Happy Feet!  Well done you little devil, you.


Last night, as a seasonal treat, I destined myself to undertake a watching of all The Simpsons Treehouse of Horror episodes.

As I watched the Simpson quintet get levitated up into a spaceship, my thoughts became far too serious.  Far too serious, indeed.

Certain thoughts drove my brains to contemplate The Matrix, and the ominous words of Morpheus as he tells Neo that they have a policy of not 'unplugging' people after they pass a certain age.  Our feeble minds get so accustomed to our way o' life that gamechanging realities don't help us, they break us. The age-ed mind can only bend so far.

It's not that the spoon can't be bent, it's that our brains can't handle such bendation.


Gamechanger: that which completely alters how you view and function in the world. An event/reality that comes to be known in a sudden way so that one's conception of existence significantly metamorphs.

Sidenote: Three cheers for Animorphs!


The first time I was introduced to the concept of 'the Gamechanger' was in the preceding weeks to the Season 3 finale of Lost

The teasers kept shouting at me, "EVERYTHING IS ABOUT TO CHANGE!"

I miss Lost.  I miss that relationship.  Boy was that a humpty-dumpty of an ending.
My heart hasn't been the same since.


I tried to think of any gamechangers in my life.

Being raised in a Christian household all my days, it would be a bit disingenuous to say that my acceptance of God's gift was a gamechanger. Giving my life to Jesus Christ is a lifesaver, no doubt, but since I never avidly lived under another banner of reality, I can't say it resculpted my life palette.

What does seem valid is the 911 attacks.  That changed America's sense of supremacy and invincibility.
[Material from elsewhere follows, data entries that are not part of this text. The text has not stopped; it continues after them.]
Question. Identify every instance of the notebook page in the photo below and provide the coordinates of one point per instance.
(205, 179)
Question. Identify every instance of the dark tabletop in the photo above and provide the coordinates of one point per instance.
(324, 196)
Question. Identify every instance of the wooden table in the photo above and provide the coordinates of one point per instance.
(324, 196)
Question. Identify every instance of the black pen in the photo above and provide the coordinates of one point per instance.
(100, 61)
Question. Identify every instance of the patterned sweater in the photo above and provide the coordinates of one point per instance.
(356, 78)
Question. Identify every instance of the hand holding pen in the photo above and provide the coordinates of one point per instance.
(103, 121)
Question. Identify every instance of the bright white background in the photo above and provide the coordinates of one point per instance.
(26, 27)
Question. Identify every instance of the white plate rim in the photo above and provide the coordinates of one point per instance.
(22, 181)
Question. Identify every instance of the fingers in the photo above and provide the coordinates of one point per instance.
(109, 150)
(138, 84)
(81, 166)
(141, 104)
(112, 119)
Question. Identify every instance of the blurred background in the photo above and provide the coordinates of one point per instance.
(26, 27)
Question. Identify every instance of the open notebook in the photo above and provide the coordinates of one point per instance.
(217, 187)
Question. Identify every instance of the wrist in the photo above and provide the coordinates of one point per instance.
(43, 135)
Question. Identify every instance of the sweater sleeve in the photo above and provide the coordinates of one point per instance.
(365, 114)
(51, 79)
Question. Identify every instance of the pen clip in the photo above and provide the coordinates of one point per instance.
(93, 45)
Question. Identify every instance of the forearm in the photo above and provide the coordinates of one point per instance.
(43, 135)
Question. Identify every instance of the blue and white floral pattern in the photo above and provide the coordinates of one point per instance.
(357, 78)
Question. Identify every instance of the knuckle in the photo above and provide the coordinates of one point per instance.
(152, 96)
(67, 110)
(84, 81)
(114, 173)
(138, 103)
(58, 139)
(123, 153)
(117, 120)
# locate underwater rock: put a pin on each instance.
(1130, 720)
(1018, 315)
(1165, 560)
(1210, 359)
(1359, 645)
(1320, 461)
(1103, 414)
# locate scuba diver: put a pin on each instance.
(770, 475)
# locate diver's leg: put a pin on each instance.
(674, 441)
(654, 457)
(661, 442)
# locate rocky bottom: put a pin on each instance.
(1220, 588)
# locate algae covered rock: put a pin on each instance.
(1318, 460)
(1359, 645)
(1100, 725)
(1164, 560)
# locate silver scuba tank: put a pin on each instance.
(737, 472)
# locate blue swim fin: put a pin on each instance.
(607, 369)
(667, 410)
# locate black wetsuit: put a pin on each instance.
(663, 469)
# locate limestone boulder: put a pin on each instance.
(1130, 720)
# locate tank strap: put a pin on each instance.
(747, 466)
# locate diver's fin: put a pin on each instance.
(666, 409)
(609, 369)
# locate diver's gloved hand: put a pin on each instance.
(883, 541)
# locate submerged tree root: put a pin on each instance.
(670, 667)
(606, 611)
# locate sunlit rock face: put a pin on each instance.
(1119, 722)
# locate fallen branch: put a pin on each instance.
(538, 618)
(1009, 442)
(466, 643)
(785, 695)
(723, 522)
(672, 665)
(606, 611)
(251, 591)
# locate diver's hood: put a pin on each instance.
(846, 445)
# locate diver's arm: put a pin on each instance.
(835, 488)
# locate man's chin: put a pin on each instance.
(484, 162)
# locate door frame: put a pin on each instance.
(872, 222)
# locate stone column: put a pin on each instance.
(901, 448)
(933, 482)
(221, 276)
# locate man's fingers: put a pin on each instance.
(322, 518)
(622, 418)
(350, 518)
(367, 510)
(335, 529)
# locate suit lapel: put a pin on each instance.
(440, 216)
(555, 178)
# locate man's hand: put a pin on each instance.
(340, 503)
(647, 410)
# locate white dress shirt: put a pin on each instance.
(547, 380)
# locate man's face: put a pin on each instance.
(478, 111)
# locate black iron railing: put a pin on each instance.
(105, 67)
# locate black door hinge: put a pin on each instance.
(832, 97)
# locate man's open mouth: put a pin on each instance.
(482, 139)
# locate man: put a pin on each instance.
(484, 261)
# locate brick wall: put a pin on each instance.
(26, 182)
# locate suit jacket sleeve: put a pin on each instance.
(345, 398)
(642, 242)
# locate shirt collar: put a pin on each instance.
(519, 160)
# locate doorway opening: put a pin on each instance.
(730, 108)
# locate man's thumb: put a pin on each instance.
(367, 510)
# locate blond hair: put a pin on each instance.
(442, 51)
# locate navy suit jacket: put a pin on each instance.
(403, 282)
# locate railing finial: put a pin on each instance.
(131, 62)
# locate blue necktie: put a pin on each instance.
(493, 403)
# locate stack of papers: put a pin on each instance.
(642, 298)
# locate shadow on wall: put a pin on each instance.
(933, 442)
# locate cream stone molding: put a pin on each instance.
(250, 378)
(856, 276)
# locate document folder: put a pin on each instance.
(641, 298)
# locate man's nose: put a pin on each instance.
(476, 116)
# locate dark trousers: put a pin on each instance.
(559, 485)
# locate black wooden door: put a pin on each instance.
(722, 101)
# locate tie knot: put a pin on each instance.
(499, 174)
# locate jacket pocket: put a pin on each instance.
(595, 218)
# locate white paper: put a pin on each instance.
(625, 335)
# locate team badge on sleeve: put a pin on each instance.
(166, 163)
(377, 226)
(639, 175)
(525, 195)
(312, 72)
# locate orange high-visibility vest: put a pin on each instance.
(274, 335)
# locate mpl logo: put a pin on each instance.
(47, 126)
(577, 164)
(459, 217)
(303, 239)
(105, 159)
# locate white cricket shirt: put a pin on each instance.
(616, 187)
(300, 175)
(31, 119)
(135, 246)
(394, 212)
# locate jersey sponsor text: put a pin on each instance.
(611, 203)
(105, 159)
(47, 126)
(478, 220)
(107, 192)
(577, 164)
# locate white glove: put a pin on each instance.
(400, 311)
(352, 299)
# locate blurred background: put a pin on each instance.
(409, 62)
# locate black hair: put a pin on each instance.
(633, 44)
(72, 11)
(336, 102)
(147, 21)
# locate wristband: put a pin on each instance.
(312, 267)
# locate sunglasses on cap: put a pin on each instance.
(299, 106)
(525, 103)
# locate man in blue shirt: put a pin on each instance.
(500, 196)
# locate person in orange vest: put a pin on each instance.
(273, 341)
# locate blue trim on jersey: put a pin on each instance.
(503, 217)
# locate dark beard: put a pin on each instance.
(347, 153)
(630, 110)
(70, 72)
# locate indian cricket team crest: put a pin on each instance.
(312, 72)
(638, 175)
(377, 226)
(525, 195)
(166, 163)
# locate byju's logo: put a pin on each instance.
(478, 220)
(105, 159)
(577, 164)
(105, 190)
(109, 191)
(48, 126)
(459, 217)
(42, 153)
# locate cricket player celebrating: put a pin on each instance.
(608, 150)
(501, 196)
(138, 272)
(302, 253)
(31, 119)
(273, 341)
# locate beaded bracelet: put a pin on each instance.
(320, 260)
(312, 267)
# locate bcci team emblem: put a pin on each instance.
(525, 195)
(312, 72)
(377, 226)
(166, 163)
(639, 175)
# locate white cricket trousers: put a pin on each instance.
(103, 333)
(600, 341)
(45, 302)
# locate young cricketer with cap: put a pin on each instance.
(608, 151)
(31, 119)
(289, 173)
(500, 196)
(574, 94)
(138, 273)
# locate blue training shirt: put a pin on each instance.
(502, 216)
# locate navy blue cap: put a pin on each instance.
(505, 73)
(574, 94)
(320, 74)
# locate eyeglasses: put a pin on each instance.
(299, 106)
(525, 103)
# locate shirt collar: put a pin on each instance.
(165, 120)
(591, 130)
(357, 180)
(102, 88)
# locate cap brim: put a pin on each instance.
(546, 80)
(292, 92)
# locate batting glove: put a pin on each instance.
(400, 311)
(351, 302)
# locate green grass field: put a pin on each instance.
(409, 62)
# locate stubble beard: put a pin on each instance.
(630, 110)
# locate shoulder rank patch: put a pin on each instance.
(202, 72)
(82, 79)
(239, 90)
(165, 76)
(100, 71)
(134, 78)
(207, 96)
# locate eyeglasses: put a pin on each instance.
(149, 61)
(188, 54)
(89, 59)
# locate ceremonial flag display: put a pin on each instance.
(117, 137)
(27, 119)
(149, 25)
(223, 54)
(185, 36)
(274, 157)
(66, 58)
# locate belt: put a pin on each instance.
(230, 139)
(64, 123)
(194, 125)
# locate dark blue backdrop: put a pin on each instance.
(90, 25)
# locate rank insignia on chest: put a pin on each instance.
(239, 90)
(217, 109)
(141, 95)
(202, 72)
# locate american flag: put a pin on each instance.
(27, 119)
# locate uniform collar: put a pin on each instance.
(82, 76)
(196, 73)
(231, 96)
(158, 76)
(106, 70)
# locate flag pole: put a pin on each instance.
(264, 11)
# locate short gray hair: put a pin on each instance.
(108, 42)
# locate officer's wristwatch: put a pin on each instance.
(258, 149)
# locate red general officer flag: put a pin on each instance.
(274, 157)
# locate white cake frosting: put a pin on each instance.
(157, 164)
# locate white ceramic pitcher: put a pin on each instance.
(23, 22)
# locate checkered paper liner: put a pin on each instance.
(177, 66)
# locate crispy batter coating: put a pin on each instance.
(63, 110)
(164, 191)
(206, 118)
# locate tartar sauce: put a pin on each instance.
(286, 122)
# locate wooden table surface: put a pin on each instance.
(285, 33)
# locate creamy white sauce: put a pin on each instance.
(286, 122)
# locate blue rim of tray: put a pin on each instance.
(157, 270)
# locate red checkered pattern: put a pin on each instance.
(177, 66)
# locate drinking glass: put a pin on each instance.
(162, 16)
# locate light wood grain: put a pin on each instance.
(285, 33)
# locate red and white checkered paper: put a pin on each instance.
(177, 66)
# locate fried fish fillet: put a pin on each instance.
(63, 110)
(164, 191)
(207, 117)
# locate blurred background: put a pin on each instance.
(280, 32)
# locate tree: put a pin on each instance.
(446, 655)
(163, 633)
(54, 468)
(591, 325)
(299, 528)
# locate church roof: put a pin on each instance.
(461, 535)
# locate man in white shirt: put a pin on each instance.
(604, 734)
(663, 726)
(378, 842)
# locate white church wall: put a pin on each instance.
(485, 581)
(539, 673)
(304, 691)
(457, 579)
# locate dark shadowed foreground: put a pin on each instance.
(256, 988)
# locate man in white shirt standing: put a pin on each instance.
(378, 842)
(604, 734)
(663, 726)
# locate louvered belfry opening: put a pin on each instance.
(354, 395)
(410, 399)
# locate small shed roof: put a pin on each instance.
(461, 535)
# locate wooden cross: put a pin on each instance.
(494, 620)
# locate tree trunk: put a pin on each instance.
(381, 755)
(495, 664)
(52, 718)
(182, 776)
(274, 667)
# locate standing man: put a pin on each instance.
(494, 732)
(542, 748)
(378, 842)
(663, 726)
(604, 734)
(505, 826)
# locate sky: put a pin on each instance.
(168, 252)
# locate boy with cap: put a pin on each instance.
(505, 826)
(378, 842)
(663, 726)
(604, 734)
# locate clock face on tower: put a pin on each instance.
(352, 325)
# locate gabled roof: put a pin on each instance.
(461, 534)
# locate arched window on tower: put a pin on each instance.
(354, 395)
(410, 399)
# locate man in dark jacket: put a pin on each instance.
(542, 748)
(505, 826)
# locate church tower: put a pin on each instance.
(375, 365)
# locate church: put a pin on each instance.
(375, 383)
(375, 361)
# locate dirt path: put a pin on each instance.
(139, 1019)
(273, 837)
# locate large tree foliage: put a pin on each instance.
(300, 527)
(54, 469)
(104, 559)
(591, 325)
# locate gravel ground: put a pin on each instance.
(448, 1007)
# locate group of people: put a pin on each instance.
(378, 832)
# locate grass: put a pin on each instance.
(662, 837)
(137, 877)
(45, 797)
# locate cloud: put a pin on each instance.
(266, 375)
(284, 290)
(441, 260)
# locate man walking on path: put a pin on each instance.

For Slovenians, I would imagine the disintegration of Yugoslavia would count.

But both of those aren't as cool as the Alien Card.

Aliens seem like the biggest gamechanger possible (aside from the coming of Jesus -- Come Now, Lord!).

And the best thing about gamechangers is you can never predict quite how they'll change the game.

Just look at how wrong Dustin Hoffman's Dr. Norman Goodman's predictions were in the Michael Crichton adaptation of Sphere.  He was ill prepared for that gamechanger, I say, I say.


ill prepared.


  1. Dear Sir,

    What is a humpty-dumpty ending? Is it as literal as I'm assuming (ie couldn't put all the pieces together again?)

  2. More in the sense of what it did to my loyalty...

    I liked it very much the night of its airing, but since then... The void fills all.